This week, many tax attorneys who work with Offshore Voluntary Disclosure cases were surprised by the change of position by the IRS with respect to some taxpayers with accounts at Bank Leumi in Israel. We and other tax practitioners received faxes from the Internal Revenue Service, informing us that some clients who were previously accepted into the IRS amnesty program for undisclosed offshore accounts, have “upon further review” been disqualified. The faxes, signed by John R. Tafur, director of of Global Financial Crimes at the IRS’ Criminal Investigation division, affect dozens of American taxpayers who had undisclosed accounts at Bank Leumi, Israel’s largest bank.
The change of position appears to affect clients with the so called “back-to-back” loans, when account holders obtained loans secured by the secret bank accounts, and the borrowed funds were used in the United States without disclosing the source. This fact situation is similar to the recently announced plea deal in United States v. Sperling.

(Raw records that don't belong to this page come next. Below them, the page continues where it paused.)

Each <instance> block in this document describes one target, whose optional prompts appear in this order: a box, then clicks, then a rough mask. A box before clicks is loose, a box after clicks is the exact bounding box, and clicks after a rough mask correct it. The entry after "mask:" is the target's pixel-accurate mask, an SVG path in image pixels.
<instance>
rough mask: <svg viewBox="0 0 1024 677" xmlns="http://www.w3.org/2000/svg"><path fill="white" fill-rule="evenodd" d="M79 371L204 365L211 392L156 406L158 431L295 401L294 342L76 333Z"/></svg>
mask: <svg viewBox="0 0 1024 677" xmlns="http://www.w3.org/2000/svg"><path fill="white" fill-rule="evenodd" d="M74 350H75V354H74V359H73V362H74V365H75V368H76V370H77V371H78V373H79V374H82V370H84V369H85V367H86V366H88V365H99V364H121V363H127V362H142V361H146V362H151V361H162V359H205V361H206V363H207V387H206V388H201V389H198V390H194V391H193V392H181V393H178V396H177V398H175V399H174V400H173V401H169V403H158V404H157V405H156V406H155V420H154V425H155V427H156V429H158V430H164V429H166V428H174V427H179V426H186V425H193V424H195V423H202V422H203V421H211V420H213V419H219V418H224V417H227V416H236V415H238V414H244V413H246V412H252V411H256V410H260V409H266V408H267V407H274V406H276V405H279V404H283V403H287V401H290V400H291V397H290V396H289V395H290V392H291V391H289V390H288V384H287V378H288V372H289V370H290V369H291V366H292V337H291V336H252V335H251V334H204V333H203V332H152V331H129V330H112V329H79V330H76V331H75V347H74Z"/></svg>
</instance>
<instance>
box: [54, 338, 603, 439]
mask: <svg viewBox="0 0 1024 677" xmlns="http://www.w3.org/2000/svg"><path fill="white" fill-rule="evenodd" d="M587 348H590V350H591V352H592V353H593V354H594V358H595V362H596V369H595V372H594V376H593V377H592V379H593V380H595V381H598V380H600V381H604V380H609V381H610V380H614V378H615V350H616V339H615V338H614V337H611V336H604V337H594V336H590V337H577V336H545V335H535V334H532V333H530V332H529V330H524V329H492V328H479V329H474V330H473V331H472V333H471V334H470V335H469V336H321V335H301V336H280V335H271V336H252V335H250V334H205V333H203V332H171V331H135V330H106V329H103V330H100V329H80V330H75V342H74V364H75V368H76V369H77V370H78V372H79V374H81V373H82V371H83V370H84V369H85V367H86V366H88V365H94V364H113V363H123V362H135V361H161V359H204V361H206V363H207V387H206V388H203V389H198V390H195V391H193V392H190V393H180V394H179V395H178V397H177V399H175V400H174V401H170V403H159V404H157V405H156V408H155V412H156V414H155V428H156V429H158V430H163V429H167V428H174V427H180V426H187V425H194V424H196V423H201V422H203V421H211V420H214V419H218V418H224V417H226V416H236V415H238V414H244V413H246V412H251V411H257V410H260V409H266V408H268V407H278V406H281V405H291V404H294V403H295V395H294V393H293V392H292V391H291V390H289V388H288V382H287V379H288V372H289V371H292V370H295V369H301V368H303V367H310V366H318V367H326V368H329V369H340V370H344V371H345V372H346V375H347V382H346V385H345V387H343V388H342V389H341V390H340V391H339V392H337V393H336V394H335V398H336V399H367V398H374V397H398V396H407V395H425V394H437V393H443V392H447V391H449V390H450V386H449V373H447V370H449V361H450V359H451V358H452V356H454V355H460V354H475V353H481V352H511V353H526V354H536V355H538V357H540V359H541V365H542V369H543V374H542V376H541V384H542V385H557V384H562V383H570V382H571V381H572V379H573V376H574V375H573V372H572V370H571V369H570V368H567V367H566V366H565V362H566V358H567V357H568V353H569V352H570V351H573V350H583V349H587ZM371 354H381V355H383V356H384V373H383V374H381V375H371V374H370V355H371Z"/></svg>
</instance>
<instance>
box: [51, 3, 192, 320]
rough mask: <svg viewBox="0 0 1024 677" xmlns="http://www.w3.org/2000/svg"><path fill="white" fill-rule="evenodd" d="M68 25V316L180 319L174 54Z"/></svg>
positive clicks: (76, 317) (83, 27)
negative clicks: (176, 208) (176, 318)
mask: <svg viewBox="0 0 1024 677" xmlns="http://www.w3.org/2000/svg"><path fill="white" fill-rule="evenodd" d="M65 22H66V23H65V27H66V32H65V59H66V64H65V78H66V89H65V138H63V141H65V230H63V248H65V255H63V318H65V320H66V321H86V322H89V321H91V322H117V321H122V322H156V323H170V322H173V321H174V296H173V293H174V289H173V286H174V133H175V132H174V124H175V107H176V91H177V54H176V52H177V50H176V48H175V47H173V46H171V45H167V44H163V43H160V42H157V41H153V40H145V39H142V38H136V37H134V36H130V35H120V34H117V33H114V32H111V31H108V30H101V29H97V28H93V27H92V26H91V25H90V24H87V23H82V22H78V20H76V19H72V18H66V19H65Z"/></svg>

In a plea deal with prosecutors, Zvi Sperling, an Israeli-born Los Angeles businessman, admitted to hiding $4 million in unreported corporate profits in an account at Israeli “Bank A”–an account he opened around 2001 and owned through a front Island of Nevis corporation. According to the statement of facts in his plea deal, he then tapped into that money through loans from Bank A’s Los Angeles office.